Now especially also because of the getMediaSpec() method I wasn't sure if what I'm doing is the correct approach for this, does anyone have any thoughts or ideas? Multiple questions about this approach:

  1. Should I extend VideoOutput and then use that in a VideoCapture.Builder, or should I directly extend UseCase and do everything myself?
  2. Can I somehow re-use CameraX' Recorder/Recording instances in my VideoPipeline to stream into that Surface from OpenGL? I don't want to re-write the entire MediaMuxer/MediaEncoder parts...
1

There are 1 best solutions below

3
Xi 张熹 On

Please check out the OverlayEffect API. It allows the app to buffer up the GPU stream and wait for the result from CPU stream before rendering a overlay on top of the GPU stream.

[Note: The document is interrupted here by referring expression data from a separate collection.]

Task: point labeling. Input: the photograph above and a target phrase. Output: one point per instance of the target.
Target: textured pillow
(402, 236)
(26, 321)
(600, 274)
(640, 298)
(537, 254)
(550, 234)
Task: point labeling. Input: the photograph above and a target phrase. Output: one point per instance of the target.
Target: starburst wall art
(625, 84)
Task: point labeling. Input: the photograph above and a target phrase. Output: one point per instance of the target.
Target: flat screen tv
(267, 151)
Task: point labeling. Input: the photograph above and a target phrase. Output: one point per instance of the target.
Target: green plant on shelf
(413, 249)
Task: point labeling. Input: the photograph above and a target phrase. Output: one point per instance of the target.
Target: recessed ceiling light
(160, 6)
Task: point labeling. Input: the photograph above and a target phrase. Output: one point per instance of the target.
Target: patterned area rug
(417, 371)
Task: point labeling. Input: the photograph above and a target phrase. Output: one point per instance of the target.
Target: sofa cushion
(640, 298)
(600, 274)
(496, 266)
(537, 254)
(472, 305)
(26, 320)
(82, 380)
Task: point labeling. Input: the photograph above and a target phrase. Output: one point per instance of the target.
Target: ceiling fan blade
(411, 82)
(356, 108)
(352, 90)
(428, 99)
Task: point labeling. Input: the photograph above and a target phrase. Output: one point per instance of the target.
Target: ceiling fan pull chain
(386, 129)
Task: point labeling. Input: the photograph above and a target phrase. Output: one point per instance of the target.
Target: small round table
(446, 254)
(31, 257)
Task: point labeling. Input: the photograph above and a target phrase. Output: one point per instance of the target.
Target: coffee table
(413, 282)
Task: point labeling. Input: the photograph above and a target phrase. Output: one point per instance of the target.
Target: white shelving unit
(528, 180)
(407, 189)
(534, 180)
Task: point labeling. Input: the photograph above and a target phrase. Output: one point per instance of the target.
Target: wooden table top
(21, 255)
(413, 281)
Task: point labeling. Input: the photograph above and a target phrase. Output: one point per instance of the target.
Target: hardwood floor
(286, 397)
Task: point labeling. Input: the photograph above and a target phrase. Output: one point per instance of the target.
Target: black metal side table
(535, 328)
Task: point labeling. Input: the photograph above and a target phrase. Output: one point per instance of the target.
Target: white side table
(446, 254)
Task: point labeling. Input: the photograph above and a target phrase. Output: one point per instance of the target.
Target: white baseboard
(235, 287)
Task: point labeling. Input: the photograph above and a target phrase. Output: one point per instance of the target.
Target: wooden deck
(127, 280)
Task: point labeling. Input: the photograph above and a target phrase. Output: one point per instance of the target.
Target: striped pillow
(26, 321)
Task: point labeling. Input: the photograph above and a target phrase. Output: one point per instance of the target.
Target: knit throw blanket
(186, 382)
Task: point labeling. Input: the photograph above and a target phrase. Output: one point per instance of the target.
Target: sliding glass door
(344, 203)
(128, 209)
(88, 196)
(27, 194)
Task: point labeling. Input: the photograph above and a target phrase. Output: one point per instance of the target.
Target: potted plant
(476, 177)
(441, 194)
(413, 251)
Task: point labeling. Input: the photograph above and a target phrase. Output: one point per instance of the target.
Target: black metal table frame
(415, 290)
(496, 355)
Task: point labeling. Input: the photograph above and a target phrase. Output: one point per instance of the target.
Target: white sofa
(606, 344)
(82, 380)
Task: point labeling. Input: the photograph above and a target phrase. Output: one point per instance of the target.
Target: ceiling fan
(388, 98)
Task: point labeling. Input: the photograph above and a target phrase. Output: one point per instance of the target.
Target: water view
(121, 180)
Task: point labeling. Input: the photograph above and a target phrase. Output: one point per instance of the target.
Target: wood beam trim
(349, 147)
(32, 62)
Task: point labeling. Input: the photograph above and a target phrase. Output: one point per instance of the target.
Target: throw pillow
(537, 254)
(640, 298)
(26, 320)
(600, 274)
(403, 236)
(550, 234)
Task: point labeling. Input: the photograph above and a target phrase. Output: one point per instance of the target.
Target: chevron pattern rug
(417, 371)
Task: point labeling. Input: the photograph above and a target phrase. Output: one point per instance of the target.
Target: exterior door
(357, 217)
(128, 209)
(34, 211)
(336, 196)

As for the CPU stream, you can get it using the ImageAnalysis API. Not sure how do you detect faces today but you can get face detection result using the ML Kit with the MLKitAnalyzer API.

For code samples, you can check out this prototype change. The SyncedOverlayEffect shows how to sync the CPU stream with the GPU stream. The OverlayFragment shows how to use MLKitAnalyzer to get the detection result.